Epitel Silindris Selapis yakni terdiri dari sel-sel silinder. Jaringan ini biasanya dalam sel goblet. Sel-sel goblet ini berperan dalam produksi mucus (lendir), yang memiliki sebuah peran penting dalam memfasilitasi asupan makanan (penyerapan). Secara umum, jaringan ini terletak di usus kecil dan dalam sebuah saluran pencernaan yang lainnya.

E. Epitel Kelenjar

Epitel Kelenjar yakni terdiri dari beberapa suatu jaringan epitel, yang berperan dalam sebuah penyerapan (absorpsi) dan sekresi senyawa kimia. Misalnya, dalam sel-sel epitel dalam lumen rongga pencernaan mempunyai sebuah kemampuan yakni sebagai mengeluarkan lendir. Lendir yang bermanfaat untuk menjaga sebuah kelembaban dalam permukaan suatu organ pencernaan.

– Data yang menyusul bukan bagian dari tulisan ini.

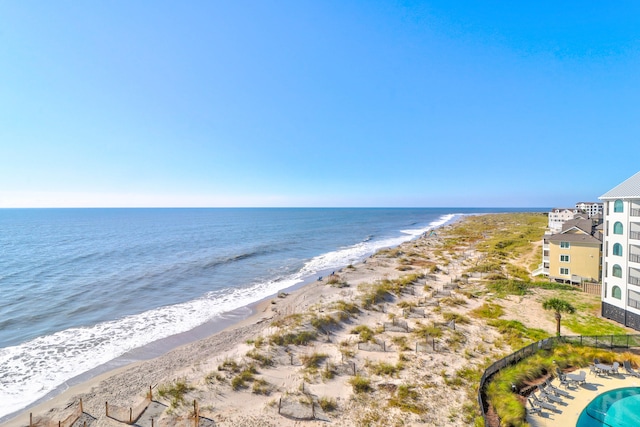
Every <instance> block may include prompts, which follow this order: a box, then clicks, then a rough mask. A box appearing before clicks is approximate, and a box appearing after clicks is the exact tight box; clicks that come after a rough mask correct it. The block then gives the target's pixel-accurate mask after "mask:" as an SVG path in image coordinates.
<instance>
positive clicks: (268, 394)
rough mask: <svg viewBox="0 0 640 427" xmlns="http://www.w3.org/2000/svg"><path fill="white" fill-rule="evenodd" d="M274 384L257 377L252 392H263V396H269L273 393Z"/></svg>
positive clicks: (252, 386)
mask: <svg viewBox="0 0 640 427" xmlns="http://www.w3.org/2000/svg"><path fill="white" fill-rule="evenodd" d="M271 389H272V386H271V384H269V383H268V382H267V381H266V380H264V379H262V378H258V379H255V380H254V381H253V386H252V387H251V392H252V393H253V394H261V395H263V396H268V395H269V394H270V393H271Z"/></svg>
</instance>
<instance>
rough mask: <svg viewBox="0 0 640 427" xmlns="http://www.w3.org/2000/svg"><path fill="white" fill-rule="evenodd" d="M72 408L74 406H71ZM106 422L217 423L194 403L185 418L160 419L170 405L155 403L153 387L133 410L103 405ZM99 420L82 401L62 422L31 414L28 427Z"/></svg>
mask: <svg viewBox="0 0 640 427" xmlns="http://www.w3.org/2000/svg"><path fill="white" fill-rule="evenodd" d="M70 407H71V406H70ZM104 408H105V413H104V415H105V416H106V417H107V418H110V419H112V420H115V421H117V422H119V423H122V424H125V425H134V426H137V427H213V426H215V422H214V421H213V420H211V419H208V418H205V417H201V416H200V410H199V405H198V402H197V401H196V400H194V401H193V411H192V412H191V413H190V414H189V415H187V416H182V417H177V416H176V417H170V418H168V419H167V418H165V419H160V417H161V416H162V414H163V413H164V412H165V409H166V408H167V405H165V404H163V403H161V402H158V401H156V400H153V388H152V387H151V386H150V387H149V391H148V392H147V395H146V396H145V398H144V399H143V400H142V401H140V402H138V403H137V404H136V405H134V406H130V407H128V408H126V407H121V406H117V405H110V404H109V402H105V404H104ZM96 420H97V417H95V416H93V415H92V414H88V413H86V412H84V408H83V404H82V399H80V401H79V402H78V404H77V405H75V407H74V408H73V410H72V412H71V413H69V414H68V415H66V417H65V418H64V419H63V420H54V419H52V418H47V417H34V416H33V414H31V413H30V414H29V427H90V426H91V425H92V424H94V422H95V421H96Z"/></svg>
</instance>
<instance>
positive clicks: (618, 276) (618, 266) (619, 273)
mask: <svg viewBox="0 0 640 427" xmlns="http://www.w3.org/2000/svg"><path fill="white" fill-rule="evenodd" d="M611 274H612V275H613V277H622V267H620V266H619V265H618V264H614V266H613V270H611Z"/></svg>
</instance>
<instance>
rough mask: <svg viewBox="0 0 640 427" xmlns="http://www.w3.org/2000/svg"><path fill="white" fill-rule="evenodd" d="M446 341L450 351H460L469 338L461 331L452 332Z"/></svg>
mask: <svg viewBox="0 0 640 427" xmlns="http://www.w3.org/2000/svg"><path fill="white" fill-rule="evenodd" d="M446 341H447V345H448V346H449V349H450V350H452V351H458V350H459V349H460V348H461V347H462V346H463V344H465V343H466V342H467V337H465V335H464V334H463V333H462V332H461V331H451V333H450V334H449V336H448V337H447V340H446Z"/></svg>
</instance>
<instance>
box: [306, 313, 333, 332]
mask: <svg viewBox="0 0 640 427" xmlns="http://www.w3.org/2000/svg"><path fill="white" fill-rule="evenodd" d="M339 325H340V322H339V321H338V319H336V318H335V317H333V316H330V315H328V314H325V315H322V316H313V317H312V318H311V326H313V327H314V328H315V329H316V330H317V331H318V332H322V333H326V332H327V331H329V330H331V329H333V328H336V327H338V326H339Z"/></svg>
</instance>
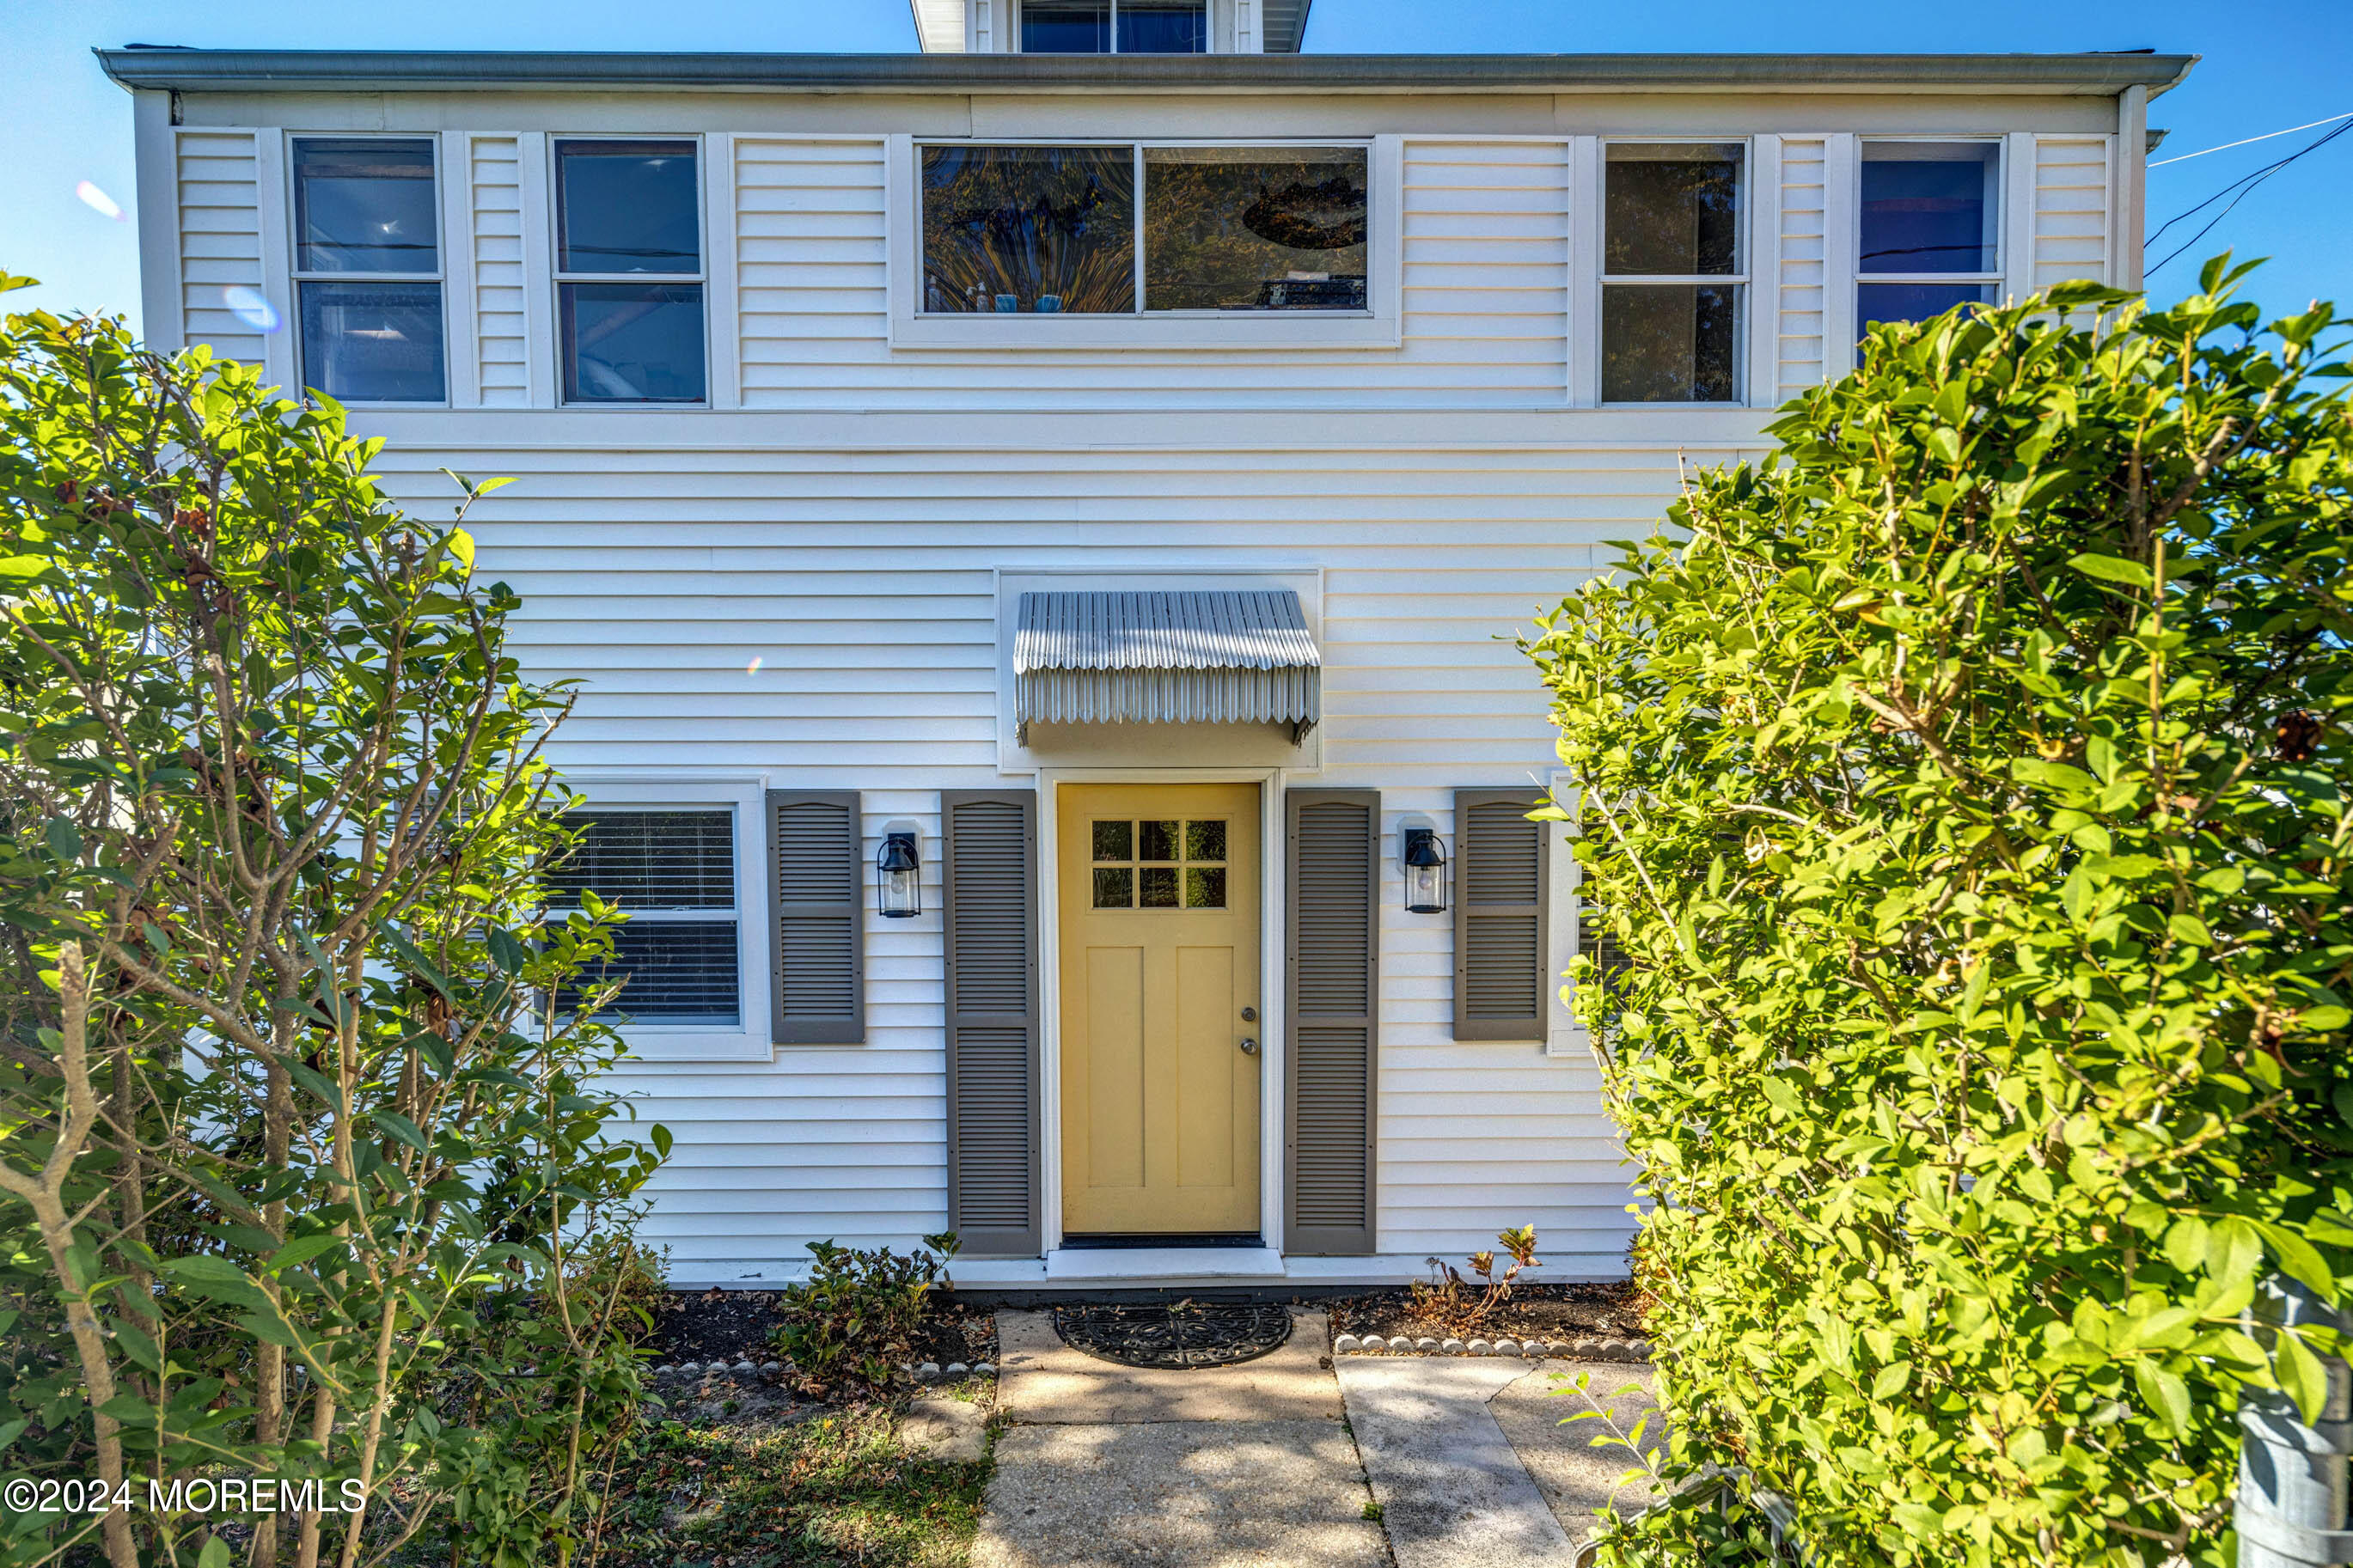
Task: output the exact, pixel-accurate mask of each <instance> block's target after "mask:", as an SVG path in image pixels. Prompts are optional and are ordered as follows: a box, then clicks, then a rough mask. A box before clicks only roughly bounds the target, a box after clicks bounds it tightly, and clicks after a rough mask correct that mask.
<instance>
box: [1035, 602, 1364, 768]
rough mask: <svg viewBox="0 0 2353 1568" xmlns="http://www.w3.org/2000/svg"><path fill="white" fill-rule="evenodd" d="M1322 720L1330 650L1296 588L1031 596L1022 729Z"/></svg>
mask: <svg viewBox="0 0 2353 1568" xmlns="http://www.w3.org/2000/svg"><path fill="white" fill-rule="evenodd" d="M1320 717H1322V654H1318V651H1315V637H1313V635H1311V632H1308V621H1306V616H1304V614H1301V609H1299V595H1297V592H1292V590H1289V588H1271V590H1252V592H1026V595H1021V625H1019V628H1016V630H1014V726H1016V729H1021V731H1026V729H1028V726H1031V724H1289V726H1292V738H1294V741H1297V738H1299V736H1304V733H1306V731H1308V726H1311V724H1315V719H1320Z"/></svg>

F. Epitel Silindris Berlapis

Epitel Silindris Berlapis yakni terdiri dari lebih dari satu lapisan sel silinder. Epitel silinder bertingkat dan ditemukan di bagian kelenjar susu, kelenjar ludah, uretra dan laring. Jaringan tersebut yakni memiliki sebuah peran dalam sebuah proses sekresi. Biasanya, dalam jaringan ini berada di lapisan terluar.

Baca Juga :  Anatomi Jantung

G. Epitel Kubus Berlapis

Epitel Kubus Berlapis yakni terdiri atas beberapa lapisan sel berbentuk kubus. Epitel kubus stratifikasi ditemukan di mulut, kelenjar keringat dan kerongkongan di bagian kulit. Karena dalam strukturnya, Jaringan Epitel ini dapat bertindak sebagai perlindungan terhadap gesekan.

H. Epitel Transisi

Epitel Transisi yakni terdiri atas lapisan sel. Akan tetapi, dalam sel-sel tersebut yang dapat membentuk jaringan ini selalu berubah bentuk. Dalam kondisi ketat, sel-sel ini lebih rata dan memanjang, dan dalam keadaan normal (relaksasi) sel-sel itu besar dan bulat. Jaringan ini terletak terutama di ureter, kandung kemih, dan ginjal.

I. Epitel Silindris Berlapis Semu Bersilia

Epitel Silindris Berlapis Semu Bersilia yakni terdiri dari sel-sel yang memiliki inti sel yang tidak sama, seolah-olah epitel terdiri dari banyak lapisan. Jaringan ini memiliki bulu mata yang berfungsi untuk memindahkan partikel di atasnya.

Baca Juga :

Demikian pembahasan yang telah kami sampaikan yakni mengenai Jaringan Epitel Pipih Selapis. Semoga ulasan ini, dapat berguna dan bermanfaat bagi Anda semua.